A dedicated STT vendor fits best when the transcription layer needs to be tuned on its own. That comes up in compliance-heavy support lines, multilingual calls, and products that already have a separate orchestration layer.

AssemblyAI is the clearest example. Its voice-agent materials focus on universal streaming, configurable end-of-turn detection, word-level timestamps, confidence scores, and Keyterms Prompting.[4] It also says Universal-3 Pro Streaming is optimized for utterances under 10 seconds, which matches the short turns common in live conversations.[12]

The self-hosted option matters when audio cannot leave the customer environment. For teams that need that boundary, a vendor with a documented self-hosted path is easier to work with than one that only exposes a public API.[7]

OpenAI's Realtime And Transcription Stack

OpenAI gives voice teams two paths. The first is transcription through the Audio API, with models such as gpt-4o-mini-transcribe, gpt-4o-transcribe, and gpt-4o-transcribe-diarize. The second is Realtime, which is designed for low-latency interaction over WebSocket and can support speech-to-speech workflows.[3][5]

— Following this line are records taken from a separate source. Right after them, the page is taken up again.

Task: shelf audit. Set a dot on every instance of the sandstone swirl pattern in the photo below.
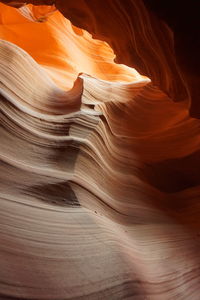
(99, 181)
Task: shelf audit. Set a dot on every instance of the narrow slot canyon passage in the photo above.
(100, 143)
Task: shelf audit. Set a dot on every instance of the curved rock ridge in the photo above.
(99, 181)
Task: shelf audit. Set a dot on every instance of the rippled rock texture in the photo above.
(100, 145)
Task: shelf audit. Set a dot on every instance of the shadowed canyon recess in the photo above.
(100, 150)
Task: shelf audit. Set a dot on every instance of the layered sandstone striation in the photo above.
(99, 181)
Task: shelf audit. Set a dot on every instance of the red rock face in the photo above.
(99, 180)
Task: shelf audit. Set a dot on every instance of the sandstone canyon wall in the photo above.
(100, 145)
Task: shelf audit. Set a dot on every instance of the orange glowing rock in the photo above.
(99, 180)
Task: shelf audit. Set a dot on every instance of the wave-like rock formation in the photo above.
(99, 172)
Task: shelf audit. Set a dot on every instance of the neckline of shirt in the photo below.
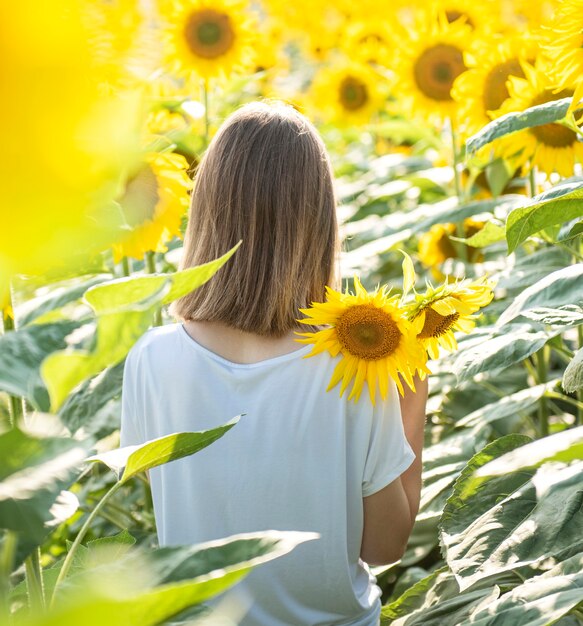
(213, 355)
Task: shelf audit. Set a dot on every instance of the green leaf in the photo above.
(522, 518)
(539, 601)
(512, 122)
(573, 376)
(40, 308)
(436, 601)
(508, 406)
(491, 233)
(21, 355)
(124, 310)
(561, 204)
(555, 290)
(34, 473)
(503, 348)
(131, 460)
(83, 405)
(565, 446)
(148, 588)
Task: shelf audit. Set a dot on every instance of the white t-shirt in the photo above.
(299, 459)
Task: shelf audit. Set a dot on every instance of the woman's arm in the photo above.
(390, 513)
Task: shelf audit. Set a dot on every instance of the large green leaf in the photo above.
(573, 376)
(436, 601)
(538, 602)
(21, 355)
(512, 122)
(503, 348)
(565, 446)
(442, 463)
(34, 472)
(563, 287)
(556, 206)
(41, 308)
(131, 460)
(83, 405)
(148, 588)
(124, 310)
(522, 518)
(508, 406)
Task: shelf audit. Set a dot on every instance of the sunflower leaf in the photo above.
(513, 122)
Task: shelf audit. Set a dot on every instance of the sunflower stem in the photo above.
(532, 181)
(205, 98)
(542, 367)
(462, 248)
(579, 394)
(16, 408)
(79, 538)
(126, 267)
(151, 267)
(7, 552)
(34, 582)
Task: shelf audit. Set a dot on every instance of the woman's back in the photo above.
(299, 459)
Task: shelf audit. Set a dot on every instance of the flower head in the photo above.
(372, 334)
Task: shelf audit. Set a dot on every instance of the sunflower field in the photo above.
(455, 133)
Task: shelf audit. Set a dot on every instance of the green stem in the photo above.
(14, 402)
(79, 538)
(542, 359)
(34, 582)
(579, 416)
(151, 267)
(462, 248)
(532, 181)
(6, 563)
(125, 266)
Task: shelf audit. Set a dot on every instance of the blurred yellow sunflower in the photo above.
(564, 45)
(154, 202)
(440, 311)
(346, 93)
(208, 38)
(550, 147)
(372, 334)
(435, 246)
(479, 16)
(370, 41)
(428, 62)
(482, 89)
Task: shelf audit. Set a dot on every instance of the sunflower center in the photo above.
(140, 197)
(436, 69)
(353, 93)
(453, 16)
(495, 90)
(209, 34)
(436, 324)
(367, 332)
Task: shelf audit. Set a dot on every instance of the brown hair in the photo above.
(265, 179)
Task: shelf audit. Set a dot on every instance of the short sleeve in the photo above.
(389, 453)
(129, 432)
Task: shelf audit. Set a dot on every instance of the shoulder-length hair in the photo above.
(265, 179)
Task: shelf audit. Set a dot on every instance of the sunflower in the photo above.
(208, 38)
(550, 147)
(346, 93)
(565, 45)
(440, 311)
(435, 246)
(373, 336)
(428, 64)
(154, 201)
(482, 89)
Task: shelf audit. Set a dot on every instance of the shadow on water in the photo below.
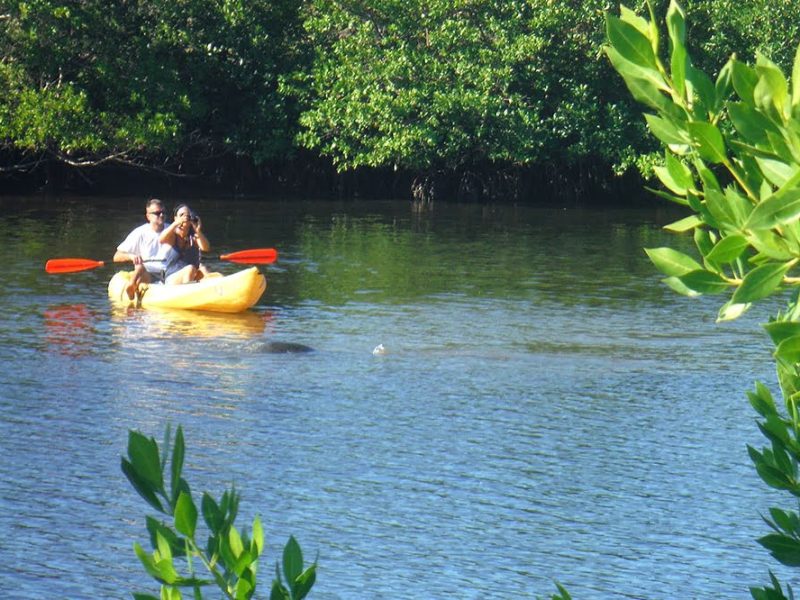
(542, 403)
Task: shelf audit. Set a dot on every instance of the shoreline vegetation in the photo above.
(482, 101)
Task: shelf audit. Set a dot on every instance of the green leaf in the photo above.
(750, 123)
(631, 71)
(143, 487)
(156, 528)
(786, 521)
(243, 590)
(760, 282)
(147, 561)
(185, 515)
(781, 330)
(761, 400)
(796, 82)
(728, 249)
(678, 286)
(772, 91)
(235, 542)
(776, 171)
(701, 90)
(292, 562)
(279, 591)
(178, 452)
(784, 549)
(704, 282)
(304, 582)
(788, 349)
(143, 456)
(212, 514)
(731, 311)
(777, 209)
(724, 85)
(730, 212)
(667, 131)
(745, 79)
(640, 23)
(685, 224)
(672, 262)
(676, 176)
(708, 141)
(631, 43)
(258, 537)
(676, 25)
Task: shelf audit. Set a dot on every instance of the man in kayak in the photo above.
(143, 248)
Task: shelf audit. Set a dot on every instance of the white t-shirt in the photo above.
(143, 241)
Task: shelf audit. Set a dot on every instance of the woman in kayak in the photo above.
(185, 236)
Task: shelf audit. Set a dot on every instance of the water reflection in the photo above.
(191, 324)
(69, 329)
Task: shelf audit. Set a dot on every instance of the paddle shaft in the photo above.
(258, 256)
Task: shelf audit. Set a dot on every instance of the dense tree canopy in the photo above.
(414, 85)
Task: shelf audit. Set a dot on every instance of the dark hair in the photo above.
(180, 206)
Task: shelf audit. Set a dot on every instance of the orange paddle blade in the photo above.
(258, 256)
(71, 265)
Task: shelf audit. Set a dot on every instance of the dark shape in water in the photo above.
(285, 348)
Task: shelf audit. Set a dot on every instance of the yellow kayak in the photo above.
(216, 293)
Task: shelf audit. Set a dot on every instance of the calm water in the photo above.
(546, 410)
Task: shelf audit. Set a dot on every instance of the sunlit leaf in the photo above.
(631, 43)
(667, 131)
(178, 452)
(143, 487)
(676, 25)
(685, 224)
(776, 171)
(744, 79)
(258, 537)
(292, 562)
(760, 282)
(789, 349)
(750, 123)
(777, 209)
(704, 282)
(781, 330)
(708, 141)
(304, 582)
(672, 262)
(796, 82)
(144, 457)
(784, 549)
(731, 311)
(185, 515)
(728, 249)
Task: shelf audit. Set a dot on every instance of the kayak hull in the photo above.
(227, 294)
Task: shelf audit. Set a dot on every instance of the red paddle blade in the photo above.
(257, 256)
(71, 265)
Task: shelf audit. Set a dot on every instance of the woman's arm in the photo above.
(202, 240)
(168, 235)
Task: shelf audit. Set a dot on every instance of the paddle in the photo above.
(254, 256)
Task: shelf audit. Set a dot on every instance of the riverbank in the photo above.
(304, 177)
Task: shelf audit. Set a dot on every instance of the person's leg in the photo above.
(185, 275)
(139, 275)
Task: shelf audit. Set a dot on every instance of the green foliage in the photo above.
(93, 78)
(427, 84)
(230, 557)
(733, 158)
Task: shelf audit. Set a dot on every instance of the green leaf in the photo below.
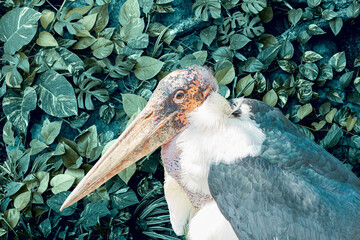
(309, 70)
(328, 14)
(345, 79)
(332, 137)
(336, 25)
(353, 10)
(2, 232)
(45, 39)
(12, 188)
(315, 30)
(253, 65)
(22, 200)
(294, 16)
(92, 214)
(201, 56)
(60, 59)
(325, 73)
(123, 198)
(45, 227)
(243, 83)
(18, 27)
(127, 173)
(270, 98)
(61, 182)
(102, 48)
(304, 111)
(102, 17)
(12, 216)
(313, 3)
(260, 82)
(253, 6)
(324, 108)
(56, 95)
(224, 91)
(57, 200)
(286, 50)
(332, 95)
(23, 163)
(287, 66)
(223, 53)
(8, 134)
(78, 174)
(350, 123)
(107, 113)
(357, 84)
(88, 143)
(37, 146)
(202, 9)
(133, 103)
(226, 75)
(18, 106)
(147, 67)
(50, 131)
(310, 56)
(208, 35)
(338, 61)
(130, 9)
(43, 178)
(330, 115)
(238, 41)
(318, 125)
(268, 55)
(133, 29)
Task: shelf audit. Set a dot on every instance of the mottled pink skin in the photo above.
(170, 155)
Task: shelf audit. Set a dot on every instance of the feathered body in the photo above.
(234, 170)
(257, 177)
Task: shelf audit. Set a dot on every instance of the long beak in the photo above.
(143, 136)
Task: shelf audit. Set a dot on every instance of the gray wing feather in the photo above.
(293, 190)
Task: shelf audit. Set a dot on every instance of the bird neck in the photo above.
(213, 113)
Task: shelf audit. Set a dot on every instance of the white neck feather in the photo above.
(214, 136)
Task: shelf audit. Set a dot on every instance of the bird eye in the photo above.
(179, 96)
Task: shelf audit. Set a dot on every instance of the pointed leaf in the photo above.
(56, 95)
(147, 67)
(17, 28)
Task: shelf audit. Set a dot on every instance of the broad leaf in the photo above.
(127, 173)
(270, 98)
(338, 61)
(56, 95)
(208, 35)
(130, 9)
(92, 213)
(50, 131)
(133, 103)
(57, 200)
(332, 137)
(226, 75)
(18, 27)
(336, 25)
(304, 111)
(238, 41)
(295, 15)
(147, 67)
(253, 6)
(18, 106)
(61, 182)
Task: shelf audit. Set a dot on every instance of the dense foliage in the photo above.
(75, 74)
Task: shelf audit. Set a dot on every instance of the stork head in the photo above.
(165, 115)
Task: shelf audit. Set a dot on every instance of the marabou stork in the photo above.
(233, 170)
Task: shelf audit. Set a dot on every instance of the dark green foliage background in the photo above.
(75, 74)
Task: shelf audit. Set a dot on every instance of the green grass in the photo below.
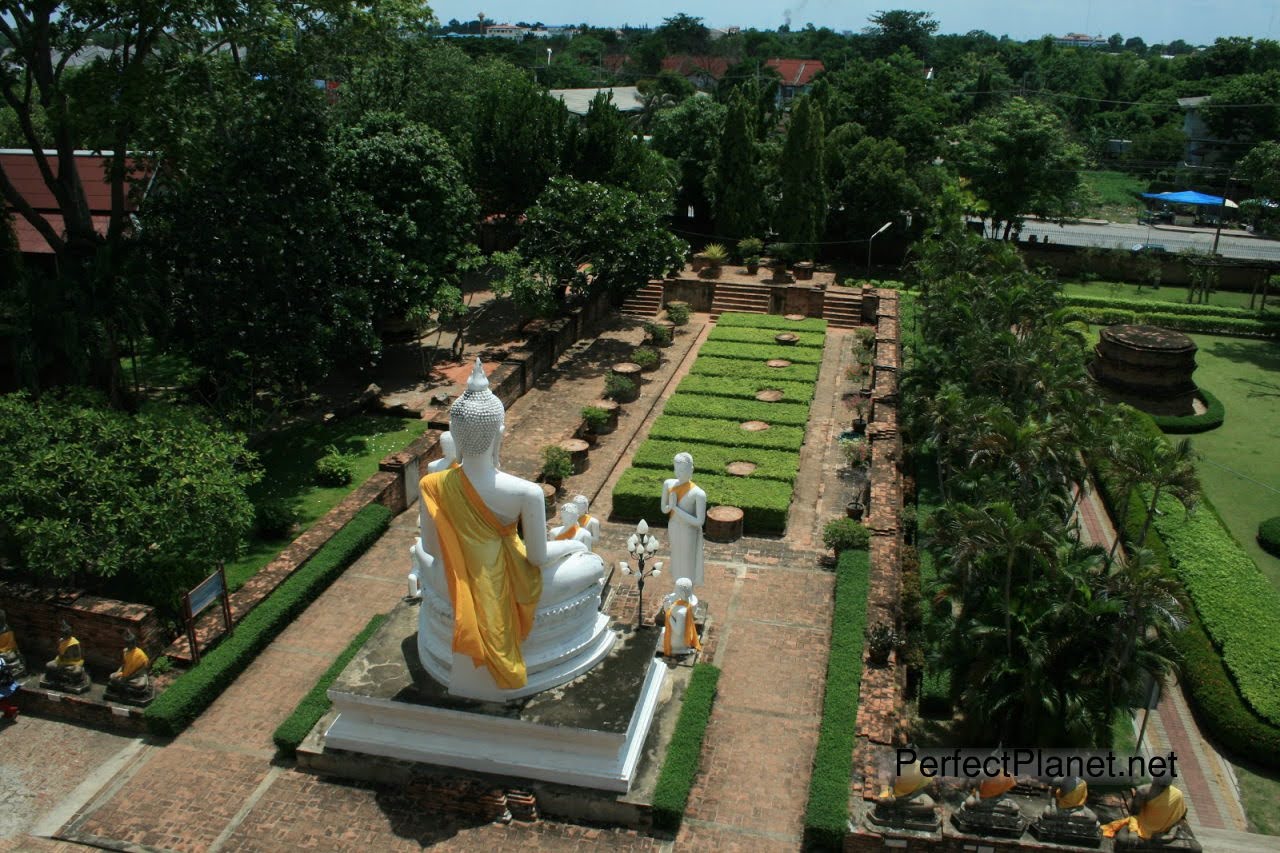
(291, 733)
(1175, 295)
(288, 461)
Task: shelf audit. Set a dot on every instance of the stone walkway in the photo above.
(218, 787)
(1212, 798)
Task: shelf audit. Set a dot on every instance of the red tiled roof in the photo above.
(24, 174)
(714, 67)
(796, 72)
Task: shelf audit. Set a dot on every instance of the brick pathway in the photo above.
(216, 787)
(1212, 798)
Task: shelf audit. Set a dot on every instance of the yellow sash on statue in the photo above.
(677, 495)
(492, 584)
(1157, 815)
(690, 628)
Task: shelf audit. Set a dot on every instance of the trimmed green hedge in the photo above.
(760, 352)
(684, 752)
(1215, 413)
(746, 388)
(737, 410)
(769, 465)
(195, 690)
(291, 733)
(745, 369)
(827, 812)
(743, 334)
(725, 432)
(771, 322)
(764, 503)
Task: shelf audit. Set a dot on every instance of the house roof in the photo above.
(714, 67)
(22, 170)
(796, 72)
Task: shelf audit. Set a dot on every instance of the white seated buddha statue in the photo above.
(502, 617)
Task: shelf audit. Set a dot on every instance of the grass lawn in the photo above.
(1114, 195)
(1166, 293)
(288, 461)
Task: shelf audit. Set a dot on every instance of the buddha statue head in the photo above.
(476, 418)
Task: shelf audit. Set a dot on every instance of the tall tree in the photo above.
(801, 217)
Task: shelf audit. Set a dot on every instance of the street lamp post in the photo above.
(882, 229)
(641, 546)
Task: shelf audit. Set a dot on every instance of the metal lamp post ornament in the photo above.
(641, 546)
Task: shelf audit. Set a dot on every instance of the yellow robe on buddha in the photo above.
(1157, 815)
(493, 585)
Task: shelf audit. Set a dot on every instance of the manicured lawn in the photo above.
(1240, 460)
(1168, 293)
(288, 461)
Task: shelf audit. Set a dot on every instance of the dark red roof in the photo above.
(796, 72)
(714, 67)
(24, 174)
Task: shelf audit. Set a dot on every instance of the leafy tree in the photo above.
(801, 215)
(1019, 160)
(138, 506)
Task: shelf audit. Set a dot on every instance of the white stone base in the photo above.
(497, 744)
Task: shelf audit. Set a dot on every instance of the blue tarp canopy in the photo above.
(1188, 197)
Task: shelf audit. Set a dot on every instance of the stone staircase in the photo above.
(645, 302)
(746, 299)
(842, 308)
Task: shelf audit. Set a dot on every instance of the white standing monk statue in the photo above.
(568, 529)
(501, 617)
(585, 519)
(685, 505)
(680, 633)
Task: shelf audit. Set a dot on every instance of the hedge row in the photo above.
(769, 465)
(764, 503)
(1215, 413)
(744, 334)
(1239, 609)
(684, 752)
(827, 812)
(690, 405)
(745, 388)
(726, 432)
(1141, 306)
(759, 352)
(746, 369)
(771, 322)
(195, 690)
(1232, 325)
(291, 733)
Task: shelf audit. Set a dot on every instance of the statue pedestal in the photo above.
(589, 731)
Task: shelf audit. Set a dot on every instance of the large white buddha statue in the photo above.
(502, 617)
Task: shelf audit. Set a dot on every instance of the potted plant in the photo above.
(557, 464)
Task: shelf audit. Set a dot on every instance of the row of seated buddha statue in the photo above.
(1156, 819)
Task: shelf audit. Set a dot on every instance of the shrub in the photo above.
(845, 534)
(685, 749)
(594, 418)
(827, 811)
(195, 690)
(645, 357)
(291, 733)
(617, 387)
(1215, 413)
(333, 469)
(1269, 536)
(135, 505)
(557, 463)
(274, 518)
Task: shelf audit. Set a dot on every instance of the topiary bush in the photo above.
(1269, 536)
(845, 534)
(333, 469)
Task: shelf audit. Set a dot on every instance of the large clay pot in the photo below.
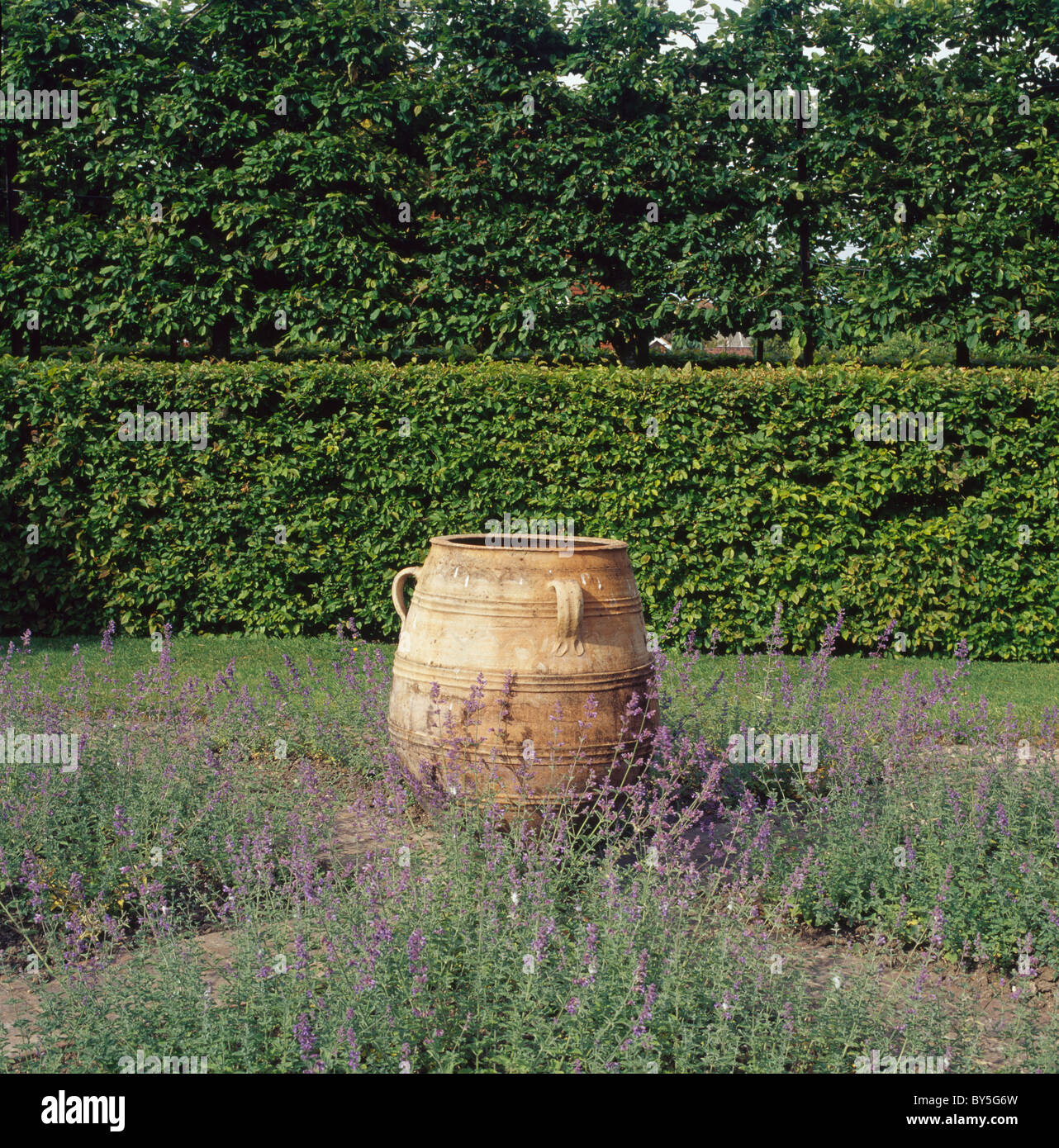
(565, 624)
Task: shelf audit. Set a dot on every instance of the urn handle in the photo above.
(397, 591)
(570, 605)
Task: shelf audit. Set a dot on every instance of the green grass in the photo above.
(1027, 686)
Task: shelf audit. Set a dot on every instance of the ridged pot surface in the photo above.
(567, 626)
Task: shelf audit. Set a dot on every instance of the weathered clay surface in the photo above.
(567, 626)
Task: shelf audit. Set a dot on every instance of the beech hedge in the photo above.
(735, 489)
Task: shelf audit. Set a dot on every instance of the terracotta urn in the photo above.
(556, 633)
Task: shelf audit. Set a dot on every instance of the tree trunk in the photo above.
(14, 223)
(809, 350)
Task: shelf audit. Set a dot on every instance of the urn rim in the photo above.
(477, 542)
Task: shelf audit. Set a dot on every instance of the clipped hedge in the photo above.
(159, 532)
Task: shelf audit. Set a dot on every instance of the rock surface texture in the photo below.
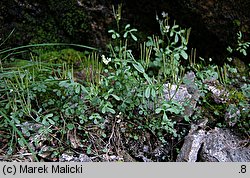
(216, 145)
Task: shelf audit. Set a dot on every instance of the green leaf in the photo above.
(147, 78)
(77, 89)
(147, 92)
(139, 67)
(47, 116)
(153, 93)
(70, 126)
(127, 26)
(184, 54)
(176, 38)
(134, 37)
(125, 35)
(116, 97)
(158, 110)
(51, 121)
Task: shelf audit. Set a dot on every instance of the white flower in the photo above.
(105, 60)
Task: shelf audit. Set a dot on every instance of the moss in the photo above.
(68, 56)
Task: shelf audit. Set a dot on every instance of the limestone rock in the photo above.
(216, 145)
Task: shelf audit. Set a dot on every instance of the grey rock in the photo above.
(217, 145)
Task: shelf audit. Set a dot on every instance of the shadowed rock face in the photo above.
(217, 145)
(214, 22)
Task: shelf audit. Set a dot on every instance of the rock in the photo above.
(192, 143)
(216, 145)
(221, 145)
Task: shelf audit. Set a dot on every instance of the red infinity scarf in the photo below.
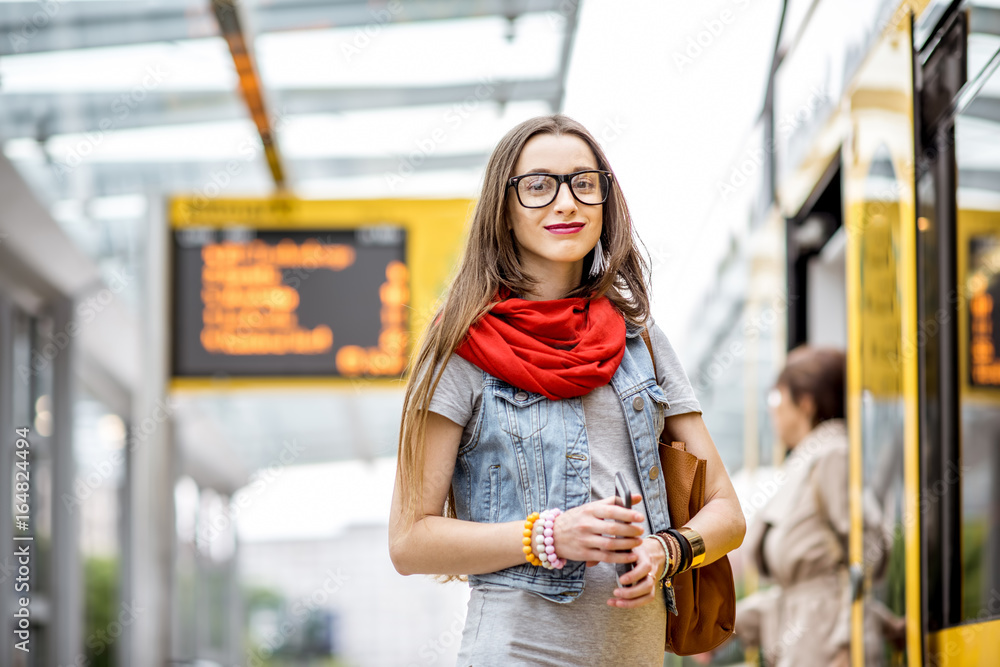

That split maps to two common builds. If the product needs text logs, moderation, or a text-first LLM stack, the transcription models are the cleaner fit. If the goal is to keep the call in one audio loop, Realtime is the more direct path. OpenAI also notes a 25 MB file upload limit for transcription, which matters for batch uploads and longer recordings.[3]

For browser-based agents, the current Realtime guidance is the place to start. It is where OpenAI has put more of the live-session workflow.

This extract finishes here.